Hacker Newsnew | past | comments | ask | show | jobs | submitlogin

I live in Ireland where a fair few retailers support NFC payments and I have a card that has it. Most people don't use it.

Apple will be the first company to convince the rest of my technophobic family to actually use the technology. You're not wrong, in payments they will certainly take more credit than they are due. But, they will increase the uptake more than anyone through their implementation and you have to give them credit for that.

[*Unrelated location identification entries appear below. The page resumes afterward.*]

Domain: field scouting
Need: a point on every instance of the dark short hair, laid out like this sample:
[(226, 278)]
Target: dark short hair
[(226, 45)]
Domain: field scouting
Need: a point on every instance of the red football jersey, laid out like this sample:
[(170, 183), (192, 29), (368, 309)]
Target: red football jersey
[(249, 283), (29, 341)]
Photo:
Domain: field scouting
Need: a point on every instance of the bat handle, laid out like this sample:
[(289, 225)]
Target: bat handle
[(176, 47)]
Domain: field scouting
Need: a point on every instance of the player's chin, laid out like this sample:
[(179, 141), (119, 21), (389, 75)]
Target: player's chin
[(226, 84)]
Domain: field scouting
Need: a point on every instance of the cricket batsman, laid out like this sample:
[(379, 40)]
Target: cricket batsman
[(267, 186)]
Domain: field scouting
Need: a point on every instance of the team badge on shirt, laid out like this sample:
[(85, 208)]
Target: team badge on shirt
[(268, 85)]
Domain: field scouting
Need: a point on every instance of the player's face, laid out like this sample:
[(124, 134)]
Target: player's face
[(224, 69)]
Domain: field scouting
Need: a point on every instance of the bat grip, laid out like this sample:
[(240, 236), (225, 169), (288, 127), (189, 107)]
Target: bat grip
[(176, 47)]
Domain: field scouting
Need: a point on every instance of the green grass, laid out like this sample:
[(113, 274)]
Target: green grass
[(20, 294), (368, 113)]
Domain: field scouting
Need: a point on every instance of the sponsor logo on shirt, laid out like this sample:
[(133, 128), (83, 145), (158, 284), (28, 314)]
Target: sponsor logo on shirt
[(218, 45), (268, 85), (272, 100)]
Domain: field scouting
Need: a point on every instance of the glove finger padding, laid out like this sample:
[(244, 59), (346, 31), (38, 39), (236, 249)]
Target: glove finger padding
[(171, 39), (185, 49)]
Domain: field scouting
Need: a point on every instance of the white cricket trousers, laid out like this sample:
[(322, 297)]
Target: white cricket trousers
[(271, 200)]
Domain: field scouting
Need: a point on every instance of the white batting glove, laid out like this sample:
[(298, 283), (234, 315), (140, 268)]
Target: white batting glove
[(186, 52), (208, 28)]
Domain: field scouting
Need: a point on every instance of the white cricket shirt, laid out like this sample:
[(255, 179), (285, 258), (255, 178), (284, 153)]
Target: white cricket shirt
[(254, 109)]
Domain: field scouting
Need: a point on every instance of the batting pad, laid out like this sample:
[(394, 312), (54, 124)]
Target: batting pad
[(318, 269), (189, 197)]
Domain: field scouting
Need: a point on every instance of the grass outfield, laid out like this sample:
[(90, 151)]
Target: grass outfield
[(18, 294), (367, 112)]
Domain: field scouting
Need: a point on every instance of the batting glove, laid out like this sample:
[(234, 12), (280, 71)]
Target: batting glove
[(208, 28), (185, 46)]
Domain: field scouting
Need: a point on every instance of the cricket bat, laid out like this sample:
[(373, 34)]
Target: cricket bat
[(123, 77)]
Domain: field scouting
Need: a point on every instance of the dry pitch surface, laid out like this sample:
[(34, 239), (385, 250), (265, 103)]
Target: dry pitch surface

The interesting thing about that insight is that it does seem as though people are trying to copy Apple before they have even entered the arena. They will probably, fairly or unfairly, also get credit for creating the wearables market. My best guess is that Apple will freeze the market on Sept 9th with a product that is far superior. If they do, that conversation may ring true in the next few months.

I probably give them too much credit and you give them too little - seems like a reasonable balance.

Also, completely agree that Wholefoods are not entering because of Apple. Seems a poor assumption to be making



>Apple will be the first company to convince the rest of my technophobic family to actually use the technology.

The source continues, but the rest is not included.